Format is as in Fig. 4. dLight fluorescence is here shown separately for 470-nm and 405-nm (control) excitation. Of note, (1) rapid, behaviour-linked dLight fluorescence changes occur at 470 nm, as expected, not in the control 405-nm band; (2) distinct timing of spiking, dLight, and voltammetry responses to cue onsets; and (3) non-dopamine cell firing is much more variable (wider error bands) but on average shows activity during movements: starting just before Centre-in (irrespective of latency), just before Side-in, and just before Food-port-in.
Left column, average firing rate of dopamine cells around Side-in, broken down by terciles of reward expectation, based either on recent reward rate (top; same as Fig. 5a), number of rewards in previous ten trials, state value (V) of an actor-critic model or state value (Qleft + Qright) of a Q-learning model.
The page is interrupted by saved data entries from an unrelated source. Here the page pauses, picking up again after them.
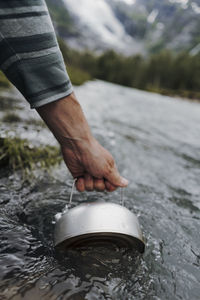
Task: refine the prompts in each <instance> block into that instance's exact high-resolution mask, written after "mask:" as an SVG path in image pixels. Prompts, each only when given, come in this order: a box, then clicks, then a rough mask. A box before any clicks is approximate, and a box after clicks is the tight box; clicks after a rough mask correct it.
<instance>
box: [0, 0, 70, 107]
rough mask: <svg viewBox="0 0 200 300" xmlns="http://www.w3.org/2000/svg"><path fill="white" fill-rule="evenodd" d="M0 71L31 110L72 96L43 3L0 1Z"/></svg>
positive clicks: (18, 1) (57, 46)
mask: <svg viewBox="0 0 200 300" xmlns="http://www.w3.org/2000/svg"><path fill="white" fill-rule="evenodd" d="M0 68H1V70H2V71H3V72H4V73H5V75H6V76H7V77H8V79H9V80H10V81H11V82H12V83H13V84H14V85H15V86H16V87H17V89H18V90H19V91H20V92H21V93H22V94H23V96H24V97H25V98H26V99H27V100H28V102H29V103H30V106H31V108H36V107H40V106H42V105H44V104H47V103H50V102H53V101H56V100H58V99H61V98H63V97H66V96H68V95H69V94H71V93H72V85H71V82H70V79H69V76H68V74H67V71H66V68H65V64H64V61H63V57H62V54H61V52H60V49H59V46H58V43H57V40H56V36H55V32H54V29H53V26H52V22H51V19H50V16H49V13H48V9H47V6H46V3H45V2H44V0H0Z"/></svg>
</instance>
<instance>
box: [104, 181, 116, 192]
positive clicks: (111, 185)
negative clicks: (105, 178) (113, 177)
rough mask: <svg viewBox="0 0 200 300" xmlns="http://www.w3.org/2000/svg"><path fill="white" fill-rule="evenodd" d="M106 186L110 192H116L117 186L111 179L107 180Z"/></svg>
mask: <svg viewBox="0 0 200 300" xmlns="http://www.w3.org/2000/svg"><path fill="white" fill-rule="evenodd" d="M105 187H106V190H107V191H108V192H114V191H115V190H116V189H117V187H116V186H114V185H112V184H111V183H110V182H109V181H107V180H105Z"/></svg>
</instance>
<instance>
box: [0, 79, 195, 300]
mask: <svg viewBox="0 0 200 300" xmlns="http://www.w3.org/2000/svg"><path fill="white" fill-rule="evenodd" d="M13 93H14V94H10V95H6V94H5V97H11V99H12V98H19V96H18V94H16V92H13ZM76 94H77V96H78V98H79V101H80V102H81V104H82V107H83V109H84V111H85V114H86V116H87V119H88V121H89V123H90V125H91V127H92V131H93V133H94V135H95V136H96V137H97V139H98V140H99V141H100V142H101V143H102V144H103V145H104V146H105V147H106V148H107V149H109V150H110V151H111V152H112V154H113V156H114V157H115V159H116V161H117V164H118V168H119V170H120V172H121V173H122V175H123V176H125V177H127V178H128V179H129V181H130V184H129V186H128V188H127V189H126V190H125V195H124V199H125V205H126V207H127V208H129V209H130V210H131V211H133V212H134V213H135V214H137V216H138V218H139V221H140V225H141V229H142V231H143V234H144V238H145V241H146V251H145V253H144V255H139V254H138V253H136V252H134V251H131V250H128V249H118V248H116V246H114V245H110V246H105V247H103V246H102V247H99V248H91V247H90V248H84V249H81V250H79V251H78V250H69V251H68V252H66V253H65V254H64V255H61V254H60V253H57V252H56V251H55V249H54V246H53V228H54V216H55V214H56V213H58V212H61V211H62V209H63V208H64V207H65V205H66V203H67V201H68V200H69V194H70V188H71V184H72V180H71V177H70V174H69V173H68V171H67V170H66V168H65V166H64V164H61V165H60V166H58V167H56V168H54V169H53V170H52V171H51V173H50V174H48V173H46V172H43V171H42V170H40V169H39V168H38V170H37V171H36V173H37V176H36V178H35V179H33V180H32V182H31V183H30V184H29V185H27V184H26V185H22V182H21V177H20V174H18V173H16V174H14V175H10V176H9V177H7V176H5V175H4V172H3V171H2V170H1V171H2V172H1V177H0V203H1V206H0V207H1V209H0V235H1V244H0V299H2V300H4V299H13V300H18V299H19V300H20V299H25V300H32V299H33V300H37V299H44V300H54V299H58V300H61V299H62V300H64V299H71V300H76V299H88V300H93V299H98V300H101V299H102V300H103V299H114V300H118V299H119V300H120V299H122V300H126V299H127V300H131V299H136V300H137V299H147V300H150V299H155V300H159V299H161V300H167V299H169V300H175V299H177V300H178V299H182V300H187V299H190V300H198V299H200V298H199V297H200V296H199V295H200V104H199V103H195V102H189V101H186V100H180V99H175V98H170V97H165V96H161V95H158V94H153V93H148V92H143V91H139V90H135V89H131V88H125V87H121V86H118V85H114V84H110V83H105V82H102V81H93V82H88V83H87V84H85V85H83V86H81V87H78V88H76ZM11 99H10V100H9V101H10V102H9V105H10V109H11V111H12V110H13V109H14V107H15V106H17V107H16V108H15V111H16V113H17V114H18V115H19V116H20V117H21V119H22V121H21V122H20V123H19V122H18V123H16V124H8V123H5V122H4V123H1V131H0V133H1V136H3V135H5V134H8V135H12V136H20V137H23V138H28V139H29V140H30V141H31V143H33V144H45V143H46V144H55V143H56V142H55V140H54V138H53V137H52V135H51V134H50V133H49V132H48V130H47V129H46V128H45V127H42V126H41V125H40V123H39V121H38V122H36V121H34V120H38V117H37V115H36V113H35V112H34V111H32V110H30V109H29V108H28V105H27V104H26V103H25V101H22V100H14V101H11ZM15 101H16V102H15ZM4 102H5V101H4ZM2 103H3V102H2ZM2 107H3V109H2V112H1V114H0V118H2V117H3V116H4V114H5V113H7V111H8V110H7V109H8V108H6V109H5V107H6V103H4V105H2ZM97 198H103V199H105V200H106V201H113V202H116V203H119V202H120V191H115V192H114V193H112V194H111V193H95V192H93V193H83V194H80V193H78V192H75V194H74V198H73V205H77V204H78V203H81V202H82V201H84V200H86V199H97Z"/></svg>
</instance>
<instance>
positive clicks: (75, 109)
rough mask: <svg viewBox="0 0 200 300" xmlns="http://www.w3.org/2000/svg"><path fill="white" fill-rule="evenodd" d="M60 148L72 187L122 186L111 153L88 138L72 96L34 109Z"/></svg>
mask: <svg viewBox="0 0 200 300" xmlns="http://www.w3.org/2000/svg"><path fill="white" fill-rule="evenodd" d="M37 111H38V113H39V114H40V116H41V117H42V118H43V120H44V121H45V123H46V124H47V125H48V127H49V129H50V130H51V131H52V132H53V134H54V136H55V137H56V139H57V140H58V142H59V143H60V145H61V150H62V154H63V158H64V161H65V163H66V165H67V167H68V169H69V170H70V172H71V174H72V176H73V177H74V178H77V177H78V180H77V182H76V187H77V189H78V190H79V191H81V192H82V191H84V190H89V191H90V190H93V189H96V190H99V191H103V190H105V189H106V190H108V191H114V190H115V189H116V188H117V187H119V186H121V187H125V186H127V184H128V181H127V180H126V179H124V178H122V177H121V176H120V175H119V173H118V171H117V168H116V165H115V162H114V159H113V157H112V156H111V154H110V153H109V152H108V151H107V150H106V149H104V148H103V147H102V146H101V145H100V144H99V143H98V142H97V140H95V138H94V137H93V136H92V133H91V131H90V128H89V126H88V123H87V121H86V119H85V116H84V114H83V111H82V109H81V107H80V105H79V103H78V101H77V100H76V97H75V95H74V93H72V94H71V95H70V96H68V97H66V98H64V99H62V100H59V101H56V102H53V103H50V104H47V105H44V106H42V107H40V108H38V109H37Z"/></svg>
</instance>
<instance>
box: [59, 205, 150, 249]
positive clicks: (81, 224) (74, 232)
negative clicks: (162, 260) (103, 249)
mask: <svg viewBox="0 0 200 300" xmlns="http://www.w3.org/2000/svg"><path fill="white" fill-rule="evenodd" d="M105 241H107V242H114V243H116V244H117V245H119V246H121V247H128V248H134V249H137V250H138V251H139V252H141V253H143V252H144V248H145V244H144V241H143V238H142V233H141V230H140V227H139V222H138V219H137V217H136V216H135V215H134V214H133V213H132V212H131V211H129V210H128V209H127V208H125V207H124V206H121V205H119V204H115V203H110V202H104V201H94V202H86V203H82V204H80V205H78V206H76V207H74V208H71V209H68V210H67V211H66V212H65V213H63V214H62V215H61V216H60V218H58V219H57V221H56V225H55V232H54V242H55V246H57V247H58V246H59V247H62V248H64V249H65V248H69V247H82V246H85V245H91V244H93V245H95V243H96V244H98V243H101V244H102V242H105Z"/></svg>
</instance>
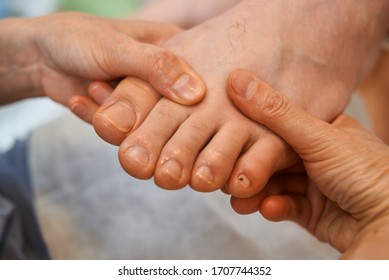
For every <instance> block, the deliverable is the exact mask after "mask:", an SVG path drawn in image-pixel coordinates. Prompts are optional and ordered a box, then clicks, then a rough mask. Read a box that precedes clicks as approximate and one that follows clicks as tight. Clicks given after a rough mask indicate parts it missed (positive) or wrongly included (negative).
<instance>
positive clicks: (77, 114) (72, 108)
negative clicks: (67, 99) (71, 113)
mask: <svg viewBox="0 0 389 280" xmlns="http://www.w3.org/2000/svg"><path fill="white" fill-rule="evenodd" d="M68 107H69V108H70V110H71V111H72V112H73V113H74V114H75V115H76V116H77V117H79V118H80V119H82V120H83V121H85V122H87V123H89V124H92V121H93V115H94V114H95V113H96V111H97V110H98V109H99V105H98V104H96V103H95V102H94V101H93V100H92V99H90V98H89V97H87V96H84V95H79V96H73V97H71V98H70V99H69V102H68Z"/></svg>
The actor-critic and Q-learning models were both trial-based, rather than evolving continuously in time. The actor-critic model estimated the overall probability of receiving a reward on each trial, V, using the update rule V′ = V + alpha(RPE), in which RPE = actual reward [1 or 0] − V. The Q-learning model kept separate estimates of the probabilities of receiving rewards for left and right choices (Qleft and Qright) and updated Q for the chosen action (only) using Q′ = Q + alpha(RPE), in which RPE = actual reward [1 or 0] – Q. The learning parameter alpha was determined for each session by best fit to latencies, for V or (Qleft + Qright) respectively. The subsequent columns show correlations between reward expectation and dopamine cell firing after Side-in, measuring either peak firing rate (within 250 ms after rewarded Side-in), minimum firing rate (middle; within 2 s after unrewarded Side-in) and pause duration (bottom; maximum inter-spike-interval within 2 s after unrewarded Side-in). For all histograms, light blue indicates cells with significant correlations (P < 0.01) before multiple comparisons correction, dark blue indicates cells that remained significant after correction. Positive RPE coding is strong and consistent, negative RPE coding is less so.